Summary of data can show us that there occurs to be some difference between ranks. Professors tend to have bigger mean difference between years since PhD and years of service. We must take into account however, that these people are usually older and tend to have worked longer. However, we cannot check that using our dataset.

ggplot(data = saldiff, aes(y = diff, x = rank, color = rank)) + geom_boxplot() + 
  theme(legend.position = 'none') + xlab('') + ylab('yrs since PhD - yrs of service') + 
  ggtitle('Difference between years since PhD and years of service for different Professors')

Assumptions

In this situation we would like to perform 1-way ANOVA. However, first we must take a look at assumptions.

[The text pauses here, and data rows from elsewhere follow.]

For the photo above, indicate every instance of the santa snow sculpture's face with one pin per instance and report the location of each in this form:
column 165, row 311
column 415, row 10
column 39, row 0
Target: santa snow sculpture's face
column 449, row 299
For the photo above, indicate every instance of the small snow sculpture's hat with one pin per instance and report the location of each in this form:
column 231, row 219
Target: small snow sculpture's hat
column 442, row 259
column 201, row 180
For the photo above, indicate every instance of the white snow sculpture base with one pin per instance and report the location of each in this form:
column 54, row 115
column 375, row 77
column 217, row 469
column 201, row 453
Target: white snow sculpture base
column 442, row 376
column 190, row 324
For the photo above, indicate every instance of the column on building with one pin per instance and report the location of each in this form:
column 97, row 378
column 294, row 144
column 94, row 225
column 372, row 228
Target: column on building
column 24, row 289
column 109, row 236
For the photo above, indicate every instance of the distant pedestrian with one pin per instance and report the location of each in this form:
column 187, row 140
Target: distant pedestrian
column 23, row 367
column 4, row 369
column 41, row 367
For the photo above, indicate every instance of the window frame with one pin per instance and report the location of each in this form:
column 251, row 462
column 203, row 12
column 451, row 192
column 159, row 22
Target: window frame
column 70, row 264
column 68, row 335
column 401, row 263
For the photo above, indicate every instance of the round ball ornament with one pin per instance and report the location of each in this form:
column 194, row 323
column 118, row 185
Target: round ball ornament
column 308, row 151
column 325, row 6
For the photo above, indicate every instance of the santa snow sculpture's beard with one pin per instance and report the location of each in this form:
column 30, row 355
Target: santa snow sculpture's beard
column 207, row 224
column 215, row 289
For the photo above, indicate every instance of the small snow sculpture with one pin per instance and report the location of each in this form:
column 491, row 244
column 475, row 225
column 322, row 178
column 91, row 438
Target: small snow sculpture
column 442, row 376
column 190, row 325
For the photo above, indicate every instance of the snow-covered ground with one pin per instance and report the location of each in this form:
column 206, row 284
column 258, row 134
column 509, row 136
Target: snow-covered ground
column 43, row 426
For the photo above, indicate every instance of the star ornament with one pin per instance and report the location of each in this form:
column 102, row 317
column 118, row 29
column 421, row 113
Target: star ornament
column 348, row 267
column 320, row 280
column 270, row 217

  • samples are independent
  • samples come from populations that are normally distributed - normality check
  • homogeneity of variances in groups - check of homoscedasticity
  • not significant outliers
  1. Outliers check
outliers_data <- saldiff %>%
  group_by(sex, rank, discipline) %>%
  identify_outliers(salary)

x <- outliers_data %>% filter(is.extreme == 'TRUE')
x <- x[, 4]
x <- as.numeric(unlist(x))

saldiff2 <- saldiff[-which(saldiff$v %in% x),]
Outliers Data
rank discipline sex v yrs.since.phd yrs.service salary diff is.outlier is.extreme
AsstProf A Male 235 8 3 69700 5 TRUE FALSE
AsstProf A Male 241 5 3 69200 2 TRUE FALSE
AsstProf A Male 360 11 4 78785 7 TRUE FALSE
AssocProf A Male 139 10 7 73877 3 TRUE TRUE
AssocProf A Male 258 30 23 74000 7 TRUE TRUE
AssocProf A Male 261 41 33 88600 8 TRUE TRUE
AssocProf A Male 285 8 6 88650 2 TRUE TRUE
AssocProf A Male 371 13 8 78182 5 TRUE FALSE
AssocProf A Male 383 8 5 86895 3 TRUE FALSE
Prof A Male 390 33 18 186023 15 TRUE FALSE

As we found some significant outliers, we will delete them from our dataset.

  1. Normality check
a <- saldiff2 %>%
  group_by(rank) %>%
  shapiro_test(diff)
Shapiro Wilk Test
rank variable statistic p
AsstProf diff 0.9077412 0.0001785
AssocProf diff 0.9089302 0.0009604
Prof diff 0.9064980 0.0000000
qqnorm(saldiff2$diff, main="QQ plot", pch=19)
qqline(saldiff2$diff)

As we can observe, we are not dealing with normal data. We will check homoscedasticity, however even then we will use non - parametric test.

  1. Homoscedasticity
a <- leveneTest(data = saldiff2, diff ~ rank)
Levene’s Test for homoscedasticity of variance
Df F value Pr(>F)
group 2 17.28444 1e-07
372 NA NA

Our data do not contain homogeneous variance. Hence, we must perform non parametric test - Kruskal-Wallis.

Kruskal-Wallis Test

kruskal.test(data = saldiff2, diff ~ rank)
## 
##  Kruskal-Wallis rank sum test
## 
## data:  diff by rank
## Kruskal-Wallis chi-squared = 8.4193, df = 2, p-value = 0.01485

We obtained a very nice value of p 0.01 -> meaning with our significance level 0.05 we can reject null hypothesis. Hence, there is a difference in differences between years since PhD and years of service for different rank professors.